I'm glad I was seated near the husband. He wasn't willing to grant much, but he was at least open to discussion. It's hard to argue with an attitude like the wife's in anything but general terms -- if you think the Faith is true, on what authority do you decide which of its doctrines applies to you?

I remembered both husband and wife following a recent conversation with a friend, a friend who follows the Church's teaching on contraception even though she doesn't really see the difference between abstention during fertility and other methods of regulating birth. I tried to explain that there was an essential distinction between action (contraception) and inaction (abstinence during fertility). One did violence to the conjugal act, and one did not. She quickly tired of my talk of action; what mattered to her was the spirit of the thing -- in both cases, people were seeking to render conception impossible. Still, she obeyed, a marvel of humility in an age where people are loath to accept the possibility that their own understanding is not the measure of all things. The aforementioned son-in-law could have learned something from my friend.
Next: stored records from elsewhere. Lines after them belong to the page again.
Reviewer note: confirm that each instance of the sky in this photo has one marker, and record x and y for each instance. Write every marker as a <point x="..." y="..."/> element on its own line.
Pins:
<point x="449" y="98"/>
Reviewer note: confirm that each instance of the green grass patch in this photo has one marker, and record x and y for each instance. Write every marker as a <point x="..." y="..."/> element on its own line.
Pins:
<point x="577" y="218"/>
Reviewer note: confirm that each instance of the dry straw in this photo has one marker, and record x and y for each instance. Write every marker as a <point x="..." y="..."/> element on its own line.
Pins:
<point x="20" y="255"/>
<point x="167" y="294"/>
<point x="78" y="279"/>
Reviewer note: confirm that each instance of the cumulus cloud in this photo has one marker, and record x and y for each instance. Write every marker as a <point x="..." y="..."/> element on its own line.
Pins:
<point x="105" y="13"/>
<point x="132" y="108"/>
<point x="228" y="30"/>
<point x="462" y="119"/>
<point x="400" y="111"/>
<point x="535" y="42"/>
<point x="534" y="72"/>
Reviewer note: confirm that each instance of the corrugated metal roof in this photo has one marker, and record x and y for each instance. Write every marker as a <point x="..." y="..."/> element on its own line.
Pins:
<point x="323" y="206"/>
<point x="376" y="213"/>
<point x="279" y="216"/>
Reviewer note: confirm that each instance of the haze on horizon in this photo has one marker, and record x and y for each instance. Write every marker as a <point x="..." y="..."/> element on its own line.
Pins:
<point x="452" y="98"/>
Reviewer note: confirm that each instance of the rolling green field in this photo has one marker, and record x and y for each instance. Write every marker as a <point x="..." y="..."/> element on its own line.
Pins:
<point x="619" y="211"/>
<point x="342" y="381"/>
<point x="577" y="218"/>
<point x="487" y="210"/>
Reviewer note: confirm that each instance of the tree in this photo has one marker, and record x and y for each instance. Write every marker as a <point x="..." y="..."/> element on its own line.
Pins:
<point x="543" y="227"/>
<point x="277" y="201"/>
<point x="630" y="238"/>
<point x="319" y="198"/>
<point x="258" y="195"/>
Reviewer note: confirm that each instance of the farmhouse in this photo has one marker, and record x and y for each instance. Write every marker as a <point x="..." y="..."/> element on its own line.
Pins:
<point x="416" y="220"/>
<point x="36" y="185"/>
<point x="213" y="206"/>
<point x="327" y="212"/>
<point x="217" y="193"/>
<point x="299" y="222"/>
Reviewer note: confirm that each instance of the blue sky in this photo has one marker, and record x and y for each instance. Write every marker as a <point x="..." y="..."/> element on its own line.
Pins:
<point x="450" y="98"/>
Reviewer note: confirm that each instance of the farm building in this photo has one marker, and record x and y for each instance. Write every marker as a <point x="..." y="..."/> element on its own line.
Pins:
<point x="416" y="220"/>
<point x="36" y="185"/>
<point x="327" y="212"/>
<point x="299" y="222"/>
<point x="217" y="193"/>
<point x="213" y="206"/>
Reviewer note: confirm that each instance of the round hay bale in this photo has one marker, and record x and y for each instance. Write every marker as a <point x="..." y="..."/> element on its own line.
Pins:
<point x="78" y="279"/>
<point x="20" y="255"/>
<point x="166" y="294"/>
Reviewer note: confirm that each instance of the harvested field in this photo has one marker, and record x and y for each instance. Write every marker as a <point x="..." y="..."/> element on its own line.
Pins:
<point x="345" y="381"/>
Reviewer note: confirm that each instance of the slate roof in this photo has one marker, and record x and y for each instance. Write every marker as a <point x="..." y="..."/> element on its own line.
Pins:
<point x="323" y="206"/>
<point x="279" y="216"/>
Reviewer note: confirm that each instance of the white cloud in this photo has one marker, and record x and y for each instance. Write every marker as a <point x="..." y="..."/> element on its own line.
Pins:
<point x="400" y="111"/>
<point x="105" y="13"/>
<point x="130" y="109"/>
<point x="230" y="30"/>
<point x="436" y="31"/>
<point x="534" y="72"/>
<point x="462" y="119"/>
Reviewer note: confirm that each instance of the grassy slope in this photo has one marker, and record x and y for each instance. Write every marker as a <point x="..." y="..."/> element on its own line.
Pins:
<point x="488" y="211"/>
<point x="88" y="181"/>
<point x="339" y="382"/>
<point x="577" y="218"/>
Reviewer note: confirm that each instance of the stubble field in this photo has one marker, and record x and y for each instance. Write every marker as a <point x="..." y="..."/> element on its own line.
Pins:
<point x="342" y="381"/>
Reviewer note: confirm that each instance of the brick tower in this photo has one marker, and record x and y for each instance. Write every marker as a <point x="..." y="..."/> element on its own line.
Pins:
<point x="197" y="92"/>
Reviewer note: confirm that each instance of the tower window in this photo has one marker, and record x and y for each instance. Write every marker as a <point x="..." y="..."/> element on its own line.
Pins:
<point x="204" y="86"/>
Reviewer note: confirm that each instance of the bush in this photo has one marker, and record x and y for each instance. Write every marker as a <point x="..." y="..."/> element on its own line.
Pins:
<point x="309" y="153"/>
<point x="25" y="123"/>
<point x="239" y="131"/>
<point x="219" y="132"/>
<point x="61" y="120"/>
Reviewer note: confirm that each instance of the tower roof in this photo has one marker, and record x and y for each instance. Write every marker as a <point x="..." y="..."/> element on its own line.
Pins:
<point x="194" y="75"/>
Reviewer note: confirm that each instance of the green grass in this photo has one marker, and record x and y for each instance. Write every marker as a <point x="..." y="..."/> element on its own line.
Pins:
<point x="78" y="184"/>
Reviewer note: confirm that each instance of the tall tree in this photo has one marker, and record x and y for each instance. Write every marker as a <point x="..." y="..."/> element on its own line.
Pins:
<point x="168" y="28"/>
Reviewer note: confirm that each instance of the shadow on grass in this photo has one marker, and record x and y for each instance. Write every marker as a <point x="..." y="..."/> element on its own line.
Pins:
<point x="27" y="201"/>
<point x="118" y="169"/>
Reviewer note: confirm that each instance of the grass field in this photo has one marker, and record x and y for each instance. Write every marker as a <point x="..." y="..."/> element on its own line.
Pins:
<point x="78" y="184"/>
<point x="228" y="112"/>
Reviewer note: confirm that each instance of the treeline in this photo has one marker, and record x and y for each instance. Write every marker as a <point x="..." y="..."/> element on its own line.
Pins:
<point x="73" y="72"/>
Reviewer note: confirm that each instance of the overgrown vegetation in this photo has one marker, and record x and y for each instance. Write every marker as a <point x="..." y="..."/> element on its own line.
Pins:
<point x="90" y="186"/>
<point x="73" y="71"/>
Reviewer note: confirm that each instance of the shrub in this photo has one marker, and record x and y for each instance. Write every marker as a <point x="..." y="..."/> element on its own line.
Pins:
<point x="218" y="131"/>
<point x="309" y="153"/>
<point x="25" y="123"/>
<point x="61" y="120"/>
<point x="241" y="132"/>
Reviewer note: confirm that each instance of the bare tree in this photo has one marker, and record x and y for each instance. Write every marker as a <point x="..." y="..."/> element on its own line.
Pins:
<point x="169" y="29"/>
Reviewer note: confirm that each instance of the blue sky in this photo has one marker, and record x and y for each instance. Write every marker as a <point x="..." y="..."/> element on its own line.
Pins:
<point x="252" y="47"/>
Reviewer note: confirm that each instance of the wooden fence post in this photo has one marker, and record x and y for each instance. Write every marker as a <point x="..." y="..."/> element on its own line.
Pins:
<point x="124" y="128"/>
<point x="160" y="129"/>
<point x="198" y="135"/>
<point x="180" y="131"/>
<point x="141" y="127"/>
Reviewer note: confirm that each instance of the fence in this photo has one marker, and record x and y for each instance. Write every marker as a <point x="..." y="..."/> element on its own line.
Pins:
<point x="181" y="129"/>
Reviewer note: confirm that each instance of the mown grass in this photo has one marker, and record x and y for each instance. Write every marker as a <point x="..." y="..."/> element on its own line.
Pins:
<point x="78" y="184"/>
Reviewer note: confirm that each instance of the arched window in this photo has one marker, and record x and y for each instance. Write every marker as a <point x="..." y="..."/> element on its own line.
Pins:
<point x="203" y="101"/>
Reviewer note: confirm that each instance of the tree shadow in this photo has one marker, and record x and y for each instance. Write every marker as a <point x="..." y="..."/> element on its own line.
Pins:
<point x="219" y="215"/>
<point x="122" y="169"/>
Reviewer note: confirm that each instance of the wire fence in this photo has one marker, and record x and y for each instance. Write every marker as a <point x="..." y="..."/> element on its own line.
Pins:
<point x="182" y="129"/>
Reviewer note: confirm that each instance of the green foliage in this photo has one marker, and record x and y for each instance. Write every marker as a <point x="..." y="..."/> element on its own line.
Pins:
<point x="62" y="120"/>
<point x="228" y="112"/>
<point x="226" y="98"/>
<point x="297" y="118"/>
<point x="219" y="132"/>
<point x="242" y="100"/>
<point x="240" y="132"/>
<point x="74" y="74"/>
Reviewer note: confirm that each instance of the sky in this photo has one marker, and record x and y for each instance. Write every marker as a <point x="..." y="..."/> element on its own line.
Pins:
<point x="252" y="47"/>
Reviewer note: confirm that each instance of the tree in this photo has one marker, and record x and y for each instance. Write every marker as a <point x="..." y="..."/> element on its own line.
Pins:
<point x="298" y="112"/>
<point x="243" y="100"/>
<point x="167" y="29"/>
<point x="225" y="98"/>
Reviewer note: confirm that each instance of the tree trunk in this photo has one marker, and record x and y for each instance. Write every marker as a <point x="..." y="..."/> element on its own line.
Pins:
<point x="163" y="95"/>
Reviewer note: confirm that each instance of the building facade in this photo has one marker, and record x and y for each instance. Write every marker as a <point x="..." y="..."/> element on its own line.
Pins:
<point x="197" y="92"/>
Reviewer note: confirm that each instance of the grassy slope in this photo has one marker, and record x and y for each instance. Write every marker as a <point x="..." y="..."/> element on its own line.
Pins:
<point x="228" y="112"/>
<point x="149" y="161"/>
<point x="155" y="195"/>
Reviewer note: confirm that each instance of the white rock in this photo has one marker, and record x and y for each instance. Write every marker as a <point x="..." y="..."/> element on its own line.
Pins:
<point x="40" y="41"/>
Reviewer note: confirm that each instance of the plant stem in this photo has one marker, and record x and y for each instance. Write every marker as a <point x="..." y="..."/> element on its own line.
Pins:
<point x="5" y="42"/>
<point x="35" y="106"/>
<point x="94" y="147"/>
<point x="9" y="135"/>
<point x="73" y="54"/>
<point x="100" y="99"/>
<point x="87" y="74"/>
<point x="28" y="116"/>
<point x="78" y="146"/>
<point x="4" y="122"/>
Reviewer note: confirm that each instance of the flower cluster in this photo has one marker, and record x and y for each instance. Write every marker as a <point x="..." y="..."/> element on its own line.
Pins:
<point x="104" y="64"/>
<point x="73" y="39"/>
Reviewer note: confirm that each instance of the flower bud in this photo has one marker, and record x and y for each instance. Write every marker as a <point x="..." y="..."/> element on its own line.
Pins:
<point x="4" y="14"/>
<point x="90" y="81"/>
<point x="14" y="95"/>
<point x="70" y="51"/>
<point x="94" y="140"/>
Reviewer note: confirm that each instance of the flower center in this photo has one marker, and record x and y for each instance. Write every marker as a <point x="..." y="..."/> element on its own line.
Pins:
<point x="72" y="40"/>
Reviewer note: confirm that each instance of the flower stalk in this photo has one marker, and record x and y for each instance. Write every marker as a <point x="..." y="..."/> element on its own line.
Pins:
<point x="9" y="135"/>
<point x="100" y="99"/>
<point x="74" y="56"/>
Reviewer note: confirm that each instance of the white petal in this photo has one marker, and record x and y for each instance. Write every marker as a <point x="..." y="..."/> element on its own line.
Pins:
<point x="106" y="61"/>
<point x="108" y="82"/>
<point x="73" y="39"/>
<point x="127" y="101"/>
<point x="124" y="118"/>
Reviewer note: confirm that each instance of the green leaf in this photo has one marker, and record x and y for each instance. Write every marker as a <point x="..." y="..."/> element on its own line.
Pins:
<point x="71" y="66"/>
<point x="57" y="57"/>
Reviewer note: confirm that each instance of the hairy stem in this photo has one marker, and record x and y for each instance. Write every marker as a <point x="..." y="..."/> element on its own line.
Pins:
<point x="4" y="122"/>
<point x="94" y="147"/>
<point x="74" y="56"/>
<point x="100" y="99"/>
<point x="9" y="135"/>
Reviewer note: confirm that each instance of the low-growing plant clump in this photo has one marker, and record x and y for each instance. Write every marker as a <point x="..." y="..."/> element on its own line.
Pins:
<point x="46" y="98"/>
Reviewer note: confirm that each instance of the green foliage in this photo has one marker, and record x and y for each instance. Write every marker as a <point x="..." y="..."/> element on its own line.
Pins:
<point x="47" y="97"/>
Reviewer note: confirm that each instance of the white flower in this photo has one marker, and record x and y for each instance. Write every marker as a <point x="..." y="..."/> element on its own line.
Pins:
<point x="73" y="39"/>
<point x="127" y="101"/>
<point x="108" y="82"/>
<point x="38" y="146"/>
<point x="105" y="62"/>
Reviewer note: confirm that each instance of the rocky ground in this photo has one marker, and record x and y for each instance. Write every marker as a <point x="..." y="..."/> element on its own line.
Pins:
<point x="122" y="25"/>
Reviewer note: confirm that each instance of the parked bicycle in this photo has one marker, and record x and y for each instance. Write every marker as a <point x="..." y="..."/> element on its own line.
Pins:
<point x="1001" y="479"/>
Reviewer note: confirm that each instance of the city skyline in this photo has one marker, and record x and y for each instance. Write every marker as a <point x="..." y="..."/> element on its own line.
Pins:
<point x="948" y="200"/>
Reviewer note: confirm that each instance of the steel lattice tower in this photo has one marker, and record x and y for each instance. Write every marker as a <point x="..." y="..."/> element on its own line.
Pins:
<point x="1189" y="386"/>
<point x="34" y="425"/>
But the same conversation also revealed aspects of the woman, in this case with regard to fellatio. As long as it was not performed to avoid conception, my friend didn't see a problem with it. If conception was impossible due to the wife's period of infertility, what did it matter? Here again, the place where The Church Has No Business. When I tried to counter, she judged my argument "too technical."

I asked my brother about her question, and it took him three rather dense paragraphs to respond fully -- too technical, indeed. Boiled way, way down, it read: "The Church forbids any acts that are not per se ordained toward conception. Intercourse on an infertile night is remotely ordained to conception, i.e., is not a frustration of the created order. Sperm are made to swim up the vagina and uterus to the egg, but sperm not succeeding in making it to eggs on their swim is a perfectly natural event. Sperm ending up in the digestive tract is, on the other hand, not a natural event."

I asked for my own clarification; I do not imagine my friend will find my brother's line more impressive than my own. These things have a way of sounding like so many words when the heart is elsewhere.